A leg abscess is unsightly, but also over time, very painful.  In fact, if an abscess anywhere on the body is not treated properly, infection could set in, which would then create another problem.  A good rule of thumb anytime an abscess develops is that if at any time it becomes one-half inch in diameter or more, or it becomes red and starts to ooze, you need to seek medical treatment right away.

Other instances when a leg abscess would warrant immediate treatment includes running a high-grade fever of 101 degrees and higher, noticing a red streak or line that extends from the sore, or if you were to start vomiting.  Additionally, if you have certain illnesses such as diabetes, cancer, sickle cell disease, AIDS, or peripheral vascular disease, you need to see a doctor.  Then, if you have been on any type of dialysis, chemotherapy, steroid therapy, or you are an IV drug user, this is not something to mess with.

An abscess, which can develop on various parts of the body to include the leg is a tender mass.  Typically, this type of sore is encircled by a deep pink to red area and then the center of the sore is filled with pus and infection.  In most cases, a leg abscess would be warm to the touch and sore, even painful.  Abscesses can actually be caused by a number of things such as an irritated and inflamed hair follicle.  However, an abscess can also result from a high oil production and some type of tear or puncture of the skin.

Once the skin is split, it becomes exposed to dirt and debris.  Soon, germs develop underneath the skin, which sets off the process of inflammation.  If the wound were not cleaned or when the germs rage out of control, the area becomes infected, leading to the leg abscess.  Sometimes, an abscess will begin to ooze pus but in most cases, it remains sealed, which allows the sore to grow to the point of needing to have it lanced by a doctor.  The problem in treating abscesses is that standard antibiotics alone do not work.  Again, until the sore is opened and the pus and infection drained, it will never heal.
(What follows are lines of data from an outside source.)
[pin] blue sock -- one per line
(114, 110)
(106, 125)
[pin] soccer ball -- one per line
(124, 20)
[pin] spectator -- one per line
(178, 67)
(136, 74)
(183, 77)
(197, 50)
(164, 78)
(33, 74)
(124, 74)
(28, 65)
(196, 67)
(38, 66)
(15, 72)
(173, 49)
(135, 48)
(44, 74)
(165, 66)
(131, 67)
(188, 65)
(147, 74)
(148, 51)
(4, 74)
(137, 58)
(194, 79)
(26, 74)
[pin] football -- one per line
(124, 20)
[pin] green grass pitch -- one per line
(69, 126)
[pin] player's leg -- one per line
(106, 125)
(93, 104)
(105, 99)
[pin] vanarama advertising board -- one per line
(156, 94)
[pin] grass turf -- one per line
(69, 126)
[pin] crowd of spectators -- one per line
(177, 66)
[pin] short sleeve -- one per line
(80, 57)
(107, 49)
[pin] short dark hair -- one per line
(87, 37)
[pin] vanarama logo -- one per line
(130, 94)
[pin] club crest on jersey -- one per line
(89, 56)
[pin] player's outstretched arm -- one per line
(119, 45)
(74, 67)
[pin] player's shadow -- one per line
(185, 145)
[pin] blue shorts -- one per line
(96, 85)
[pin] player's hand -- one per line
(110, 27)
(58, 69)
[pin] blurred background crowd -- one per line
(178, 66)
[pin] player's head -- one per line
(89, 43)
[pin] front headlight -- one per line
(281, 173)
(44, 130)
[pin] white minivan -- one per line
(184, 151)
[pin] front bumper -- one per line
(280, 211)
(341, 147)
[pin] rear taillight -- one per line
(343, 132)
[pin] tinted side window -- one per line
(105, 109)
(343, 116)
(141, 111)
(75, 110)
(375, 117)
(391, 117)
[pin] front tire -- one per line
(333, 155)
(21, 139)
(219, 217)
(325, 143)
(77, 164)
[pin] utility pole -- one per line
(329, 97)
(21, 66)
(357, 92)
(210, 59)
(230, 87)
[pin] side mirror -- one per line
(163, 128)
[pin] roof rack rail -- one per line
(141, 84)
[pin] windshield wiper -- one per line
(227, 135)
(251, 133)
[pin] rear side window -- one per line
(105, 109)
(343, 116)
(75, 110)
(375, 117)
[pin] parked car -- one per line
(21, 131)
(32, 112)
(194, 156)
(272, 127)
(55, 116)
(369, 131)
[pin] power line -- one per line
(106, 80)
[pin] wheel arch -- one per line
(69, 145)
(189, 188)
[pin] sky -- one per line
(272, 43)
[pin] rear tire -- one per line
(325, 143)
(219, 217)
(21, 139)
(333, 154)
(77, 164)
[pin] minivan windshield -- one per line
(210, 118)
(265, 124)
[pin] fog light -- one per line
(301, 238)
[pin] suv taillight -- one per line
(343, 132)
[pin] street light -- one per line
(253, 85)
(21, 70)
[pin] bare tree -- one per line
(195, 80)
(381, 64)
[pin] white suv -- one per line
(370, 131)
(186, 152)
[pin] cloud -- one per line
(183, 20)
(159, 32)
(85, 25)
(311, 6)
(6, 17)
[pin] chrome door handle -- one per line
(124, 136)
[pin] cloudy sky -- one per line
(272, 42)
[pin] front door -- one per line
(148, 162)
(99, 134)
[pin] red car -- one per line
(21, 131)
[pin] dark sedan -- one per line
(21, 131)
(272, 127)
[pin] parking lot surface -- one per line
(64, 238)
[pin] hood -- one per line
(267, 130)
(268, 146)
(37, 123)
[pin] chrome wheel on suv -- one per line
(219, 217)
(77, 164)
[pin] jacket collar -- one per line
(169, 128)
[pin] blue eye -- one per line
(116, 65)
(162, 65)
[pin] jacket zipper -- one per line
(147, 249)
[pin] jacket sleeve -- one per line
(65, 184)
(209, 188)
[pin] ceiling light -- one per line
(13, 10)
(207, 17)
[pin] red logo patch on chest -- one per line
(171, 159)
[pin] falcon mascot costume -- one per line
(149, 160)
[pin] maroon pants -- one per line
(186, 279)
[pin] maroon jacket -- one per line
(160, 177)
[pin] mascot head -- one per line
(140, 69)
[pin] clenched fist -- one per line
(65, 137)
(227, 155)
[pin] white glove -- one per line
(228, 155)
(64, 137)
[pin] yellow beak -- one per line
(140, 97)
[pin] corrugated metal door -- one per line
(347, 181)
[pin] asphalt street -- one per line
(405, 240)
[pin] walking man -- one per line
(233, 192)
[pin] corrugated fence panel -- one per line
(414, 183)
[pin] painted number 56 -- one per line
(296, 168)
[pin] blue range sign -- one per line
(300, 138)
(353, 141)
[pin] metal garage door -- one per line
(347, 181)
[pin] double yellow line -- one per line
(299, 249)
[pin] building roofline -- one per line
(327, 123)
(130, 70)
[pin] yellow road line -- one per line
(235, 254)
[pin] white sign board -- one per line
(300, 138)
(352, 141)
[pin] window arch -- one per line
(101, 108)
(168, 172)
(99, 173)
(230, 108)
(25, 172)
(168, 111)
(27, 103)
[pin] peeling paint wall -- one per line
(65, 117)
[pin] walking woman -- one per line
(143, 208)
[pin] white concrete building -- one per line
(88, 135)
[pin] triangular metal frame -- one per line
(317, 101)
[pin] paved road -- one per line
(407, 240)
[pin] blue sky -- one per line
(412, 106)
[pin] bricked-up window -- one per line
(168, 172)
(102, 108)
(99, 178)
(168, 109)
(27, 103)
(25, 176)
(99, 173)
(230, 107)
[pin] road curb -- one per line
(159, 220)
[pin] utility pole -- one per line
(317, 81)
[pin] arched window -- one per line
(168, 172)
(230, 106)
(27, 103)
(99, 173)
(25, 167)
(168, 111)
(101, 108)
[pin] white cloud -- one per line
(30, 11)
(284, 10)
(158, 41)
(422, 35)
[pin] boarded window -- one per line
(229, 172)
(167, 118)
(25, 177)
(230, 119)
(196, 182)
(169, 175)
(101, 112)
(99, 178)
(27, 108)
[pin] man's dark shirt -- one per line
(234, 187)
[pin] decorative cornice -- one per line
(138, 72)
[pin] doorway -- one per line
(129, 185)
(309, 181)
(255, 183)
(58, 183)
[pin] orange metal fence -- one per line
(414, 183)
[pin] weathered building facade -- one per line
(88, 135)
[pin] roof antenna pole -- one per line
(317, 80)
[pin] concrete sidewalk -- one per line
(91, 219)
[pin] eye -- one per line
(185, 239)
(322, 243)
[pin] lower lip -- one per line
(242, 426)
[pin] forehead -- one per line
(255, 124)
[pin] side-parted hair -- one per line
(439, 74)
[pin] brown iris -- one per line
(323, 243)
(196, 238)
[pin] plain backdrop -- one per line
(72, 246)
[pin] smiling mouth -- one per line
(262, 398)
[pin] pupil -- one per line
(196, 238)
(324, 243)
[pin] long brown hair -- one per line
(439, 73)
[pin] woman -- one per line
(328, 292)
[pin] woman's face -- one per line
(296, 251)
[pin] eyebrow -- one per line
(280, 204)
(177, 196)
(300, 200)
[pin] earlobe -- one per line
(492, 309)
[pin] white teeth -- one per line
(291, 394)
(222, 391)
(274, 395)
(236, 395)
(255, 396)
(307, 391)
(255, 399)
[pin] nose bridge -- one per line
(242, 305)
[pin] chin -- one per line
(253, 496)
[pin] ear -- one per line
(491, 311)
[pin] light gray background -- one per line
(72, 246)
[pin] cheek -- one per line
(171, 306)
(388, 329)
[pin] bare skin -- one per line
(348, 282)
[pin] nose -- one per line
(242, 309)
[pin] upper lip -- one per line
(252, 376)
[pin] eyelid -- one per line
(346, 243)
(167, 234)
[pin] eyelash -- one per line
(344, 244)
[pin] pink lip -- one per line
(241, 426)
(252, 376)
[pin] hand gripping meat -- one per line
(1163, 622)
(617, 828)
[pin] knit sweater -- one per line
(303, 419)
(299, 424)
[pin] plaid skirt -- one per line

While a leg abscess is certainly not anything pleasant, it is important to understand what it is.  What happens is that the center of the sore actually liquefies.  Inside the center are bacteria, dead cells, and other types of debris.  Within a short amount of time, the area of the abscess grows and the larger it becomes, the more pressure it places on the underside of the skin.  With no place to go and no way to drain, the abscess and surrounding tissue becomes inflamed and infected.


Interestingly, studies have been done that show a leg abscess or this type of sore anywhere on the body is more likely in people with diminished immune systems.  With the body not capable of fighting off bacteria and germs that cause a sore such as this, infection is imminent.  Once the abscess has developed, you would have pain at the site.  This might first be noticed by accidentally bumping the leg.  From there, you might start to run a fever and feel under the weather in general.

The problem is that not only would the leg abscess lead to infection but also, if untreated, the infection would spread deeper into the tissue and over time, it can enter the bloodstream.  At that point, you would be in serious trouble.  This is why you want to watch an abscess and clean the area immediately.  Then, if it becomes hot, red, and large, seek medical attention immediately.